L’Europarlamento ha approvato in via definitiva la direttiva che vieta dal 2021 alcuni articoli in plastica monouso. Tra questi piatti, posate, cannucce e bastoncini per palloncini. La direttiva, passata con 560 voti a favore, 35 contrari e 28 astenuti, prevede anche che, entro il 2025, le bottiglie di plastica dovranno contenere almeno il 25% di materiale riciclato e il 30% entro il 2030.
Le nuove norme stabiliscono inoltre l’obbligo di etichette con informazioni sull’impatto ambientale di filtri di sigarette, salviette umidificate e tovaglioli sanitari.
Il Parlamento europeo “dice basta alla plastica monouso”, mettendo al bando “i prodotti che più invadono le nostre spiagge e i nostri mari”. Ad affermarlo è il presidente del Parlamento europeo Antonio Tajani. “I cittadini europei – prosegue – sono giustamente preoccupati da questa gravissima forma di inquinamento, che sta letteralmente soffocando la vita nei mari e sulle coste”.
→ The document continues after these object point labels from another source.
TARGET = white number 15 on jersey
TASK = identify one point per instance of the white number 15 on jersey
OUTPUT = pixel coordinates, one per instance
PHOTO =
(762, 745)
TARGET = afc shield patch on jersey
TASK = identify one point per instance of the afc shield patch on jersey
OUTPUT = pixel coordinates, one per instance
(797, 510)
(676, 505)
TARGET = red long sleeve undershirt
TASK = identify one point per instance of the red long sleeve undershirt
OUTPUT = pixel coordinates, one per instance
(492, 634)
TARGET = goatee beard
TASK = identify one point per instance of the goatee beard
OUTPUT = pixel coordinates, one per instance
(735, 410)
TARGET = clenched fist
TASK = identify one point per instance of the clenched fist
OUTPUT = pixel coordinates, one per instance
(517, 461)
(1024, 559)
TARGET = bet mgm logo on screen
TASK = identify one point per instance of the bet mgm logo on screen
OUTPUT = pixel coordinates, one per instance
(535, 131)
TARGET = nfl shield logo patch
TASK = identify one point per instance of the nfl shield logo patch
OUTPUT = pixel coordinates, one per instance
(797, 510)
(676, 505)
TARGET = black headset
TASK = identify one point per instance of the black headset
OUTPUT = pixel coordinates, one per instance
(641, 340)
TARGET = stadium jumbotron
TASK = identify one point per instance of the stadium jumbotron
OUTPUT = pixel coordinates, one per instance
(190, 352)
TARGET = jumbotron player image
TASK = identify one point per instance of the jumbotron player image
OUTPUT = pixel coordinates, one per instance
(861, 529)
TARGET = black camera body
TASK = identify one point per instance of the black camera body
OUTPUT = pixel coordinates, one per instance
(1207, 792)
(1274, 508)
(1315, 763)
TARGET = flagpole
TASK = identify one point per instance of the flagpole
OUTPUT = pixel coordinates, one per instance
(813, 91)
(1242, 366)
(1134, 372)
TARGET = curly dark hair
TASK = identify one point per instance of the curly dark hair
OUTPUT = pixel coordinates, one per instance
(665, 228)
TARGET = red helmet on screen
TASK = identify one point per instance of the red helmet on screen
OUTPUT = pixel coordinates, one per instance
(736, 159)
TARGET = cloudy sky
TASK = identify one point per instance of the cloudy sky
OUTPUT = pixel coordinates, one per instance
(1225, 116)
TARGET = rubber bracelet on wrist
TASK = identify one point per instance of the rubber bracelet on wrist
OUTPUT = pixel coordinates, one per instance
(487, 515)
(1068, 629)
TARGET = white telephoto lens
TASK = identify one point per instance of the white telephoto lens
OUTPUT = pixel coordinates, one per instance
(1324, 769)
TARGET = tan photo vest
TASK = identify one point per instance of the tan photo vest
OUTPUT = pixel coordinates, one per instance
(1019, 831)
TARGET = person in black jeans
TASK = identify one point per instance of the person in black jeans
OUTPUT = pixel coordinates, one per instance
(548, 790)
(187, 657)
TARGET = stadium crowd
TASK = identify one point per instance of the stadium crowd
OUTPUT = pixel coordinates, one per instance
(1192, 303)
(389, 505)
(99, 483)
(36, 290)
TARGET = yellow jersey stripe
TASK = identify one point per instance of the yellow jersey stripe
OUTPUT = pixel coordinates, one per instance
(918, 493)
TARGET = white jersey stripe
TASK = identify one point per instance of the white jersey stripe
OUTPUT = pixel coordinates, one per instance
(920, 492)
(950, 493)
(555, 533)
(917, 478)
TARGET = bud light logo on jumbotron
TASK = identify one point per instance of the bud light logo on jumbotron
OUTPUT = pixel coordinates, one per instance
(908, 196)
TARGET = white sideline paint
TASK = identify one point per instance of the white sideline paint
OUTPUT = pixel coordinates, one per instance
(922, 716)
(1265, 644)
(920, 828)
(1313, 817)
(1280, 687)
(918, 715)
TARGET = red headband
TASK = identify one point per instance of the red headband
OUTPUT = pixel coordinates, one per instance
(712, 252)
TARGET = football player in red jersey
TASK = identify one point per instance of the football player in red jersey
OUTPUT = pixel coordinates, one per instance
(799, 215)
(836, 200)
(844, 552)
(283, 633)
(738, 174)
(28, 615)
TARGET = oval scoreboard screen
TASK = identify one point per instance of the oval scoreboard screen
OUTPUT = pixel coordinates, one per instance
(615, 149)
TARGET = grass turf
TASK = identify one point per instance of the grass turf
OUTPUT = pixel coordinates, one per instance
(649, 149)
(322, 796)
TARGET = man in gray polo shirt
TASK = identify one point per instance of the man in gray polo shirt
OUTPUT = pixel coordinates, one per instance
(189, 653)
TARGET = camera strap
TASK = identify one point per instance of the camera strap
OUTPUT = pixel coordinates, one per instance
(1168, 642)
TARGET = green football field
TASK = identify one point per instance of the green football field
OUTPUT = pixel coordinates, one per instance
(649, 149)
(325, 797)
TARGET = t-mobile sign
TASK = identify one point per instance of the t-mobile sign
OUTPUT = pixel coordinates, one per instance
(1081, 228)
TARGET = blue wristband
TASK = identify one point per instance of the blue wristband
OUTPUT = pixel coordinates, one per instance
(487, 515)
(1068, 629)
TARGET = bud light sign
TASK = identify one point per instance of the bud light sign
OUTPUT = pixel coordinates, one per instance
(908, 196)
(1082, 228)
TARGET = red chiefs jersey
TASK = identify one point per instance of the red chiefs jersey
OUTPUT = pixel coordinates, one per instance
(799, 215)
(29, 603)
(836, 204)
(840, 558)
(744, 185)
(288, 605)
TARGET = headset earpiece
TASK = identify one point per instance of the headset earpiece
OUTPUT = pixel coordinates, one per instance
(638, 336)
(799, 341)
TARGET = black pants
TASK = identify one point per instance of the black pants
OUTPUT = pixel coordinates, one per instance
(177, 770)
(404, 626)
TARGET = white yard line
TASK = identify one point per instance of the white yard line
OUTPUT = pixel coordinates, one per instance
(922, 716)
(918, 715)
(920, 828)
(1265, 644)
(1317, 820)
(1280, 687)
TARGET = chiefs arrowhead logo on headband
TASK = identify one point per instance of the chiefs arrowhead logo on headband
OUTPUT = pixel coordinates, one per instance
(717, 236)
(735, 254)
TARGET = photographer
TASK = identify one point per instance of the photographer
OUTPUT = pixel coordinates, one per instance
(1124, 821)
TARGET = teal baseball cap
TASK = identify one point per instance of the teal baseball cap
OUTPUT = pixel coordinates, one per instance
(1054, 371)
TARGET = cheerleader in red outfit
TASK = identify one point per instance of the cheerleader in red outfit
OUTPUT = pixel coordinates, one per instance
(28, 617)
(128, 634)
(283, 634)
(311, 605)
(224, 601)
“La plastica – aggiunge Tajani – è il peggior nemico degli animali marini. Ogni anno, decine di migliaia fra tartarughe e cetacei muoiono per colpa di cannucce, contenitori di cibo e bevande, bastoncini cotonati, posate, piatti e altri rifiuti in plastica. Un terzo dei capodogli trovati morti nelle acque mediterranee aveva lo stomaco intasato dai rifiuti di plastica. Tracce di plastica vengono ritrovate sempre più spesso anche nel pesce che consumiamo”.
Tajani precisa poi che “mari e coste pulite sono una risorsa economica, commerciale e turistica unica al mondo”. Tuttavia, “se non agiamo subito, se continueremo a sfruttare ed inquinare i nostri oceani in maniera irresponsabile, entro il 2050 nei mari avremo più plastica che pesce”.

Soddisfatto il mondo dell’associazionismo ambientale.

Stefano Ciafani, presidente nazionale di Legambiente, parla di “passo importante nella lotta all’inquinamento”. In particolare di quello derivante dalla plastica non gestita correttamente “che finisce nei nostri mari, fiumi e laghi”.
L’Italia – sottolinea Ciafani –  “già può vantare una indiscussa leadership normativa”. Il nostro Paese, infatti, è stato il primo a mettere al bando gli shopper di plastica, i cotton fioc e le microplastiche nei cosmetici.
Sul voto del Parlamento UE interviene anche il ministro dell’ambiente, Sergio Costa. “ll cammino per arrivare allo stop della plastica monouso in UE – afferma –  è realtà. Appena l’iter formale sarà concluso, orientativamente a fine aprile, ci attiveremo immediatamente per il recepimento della direttiva in Italia”.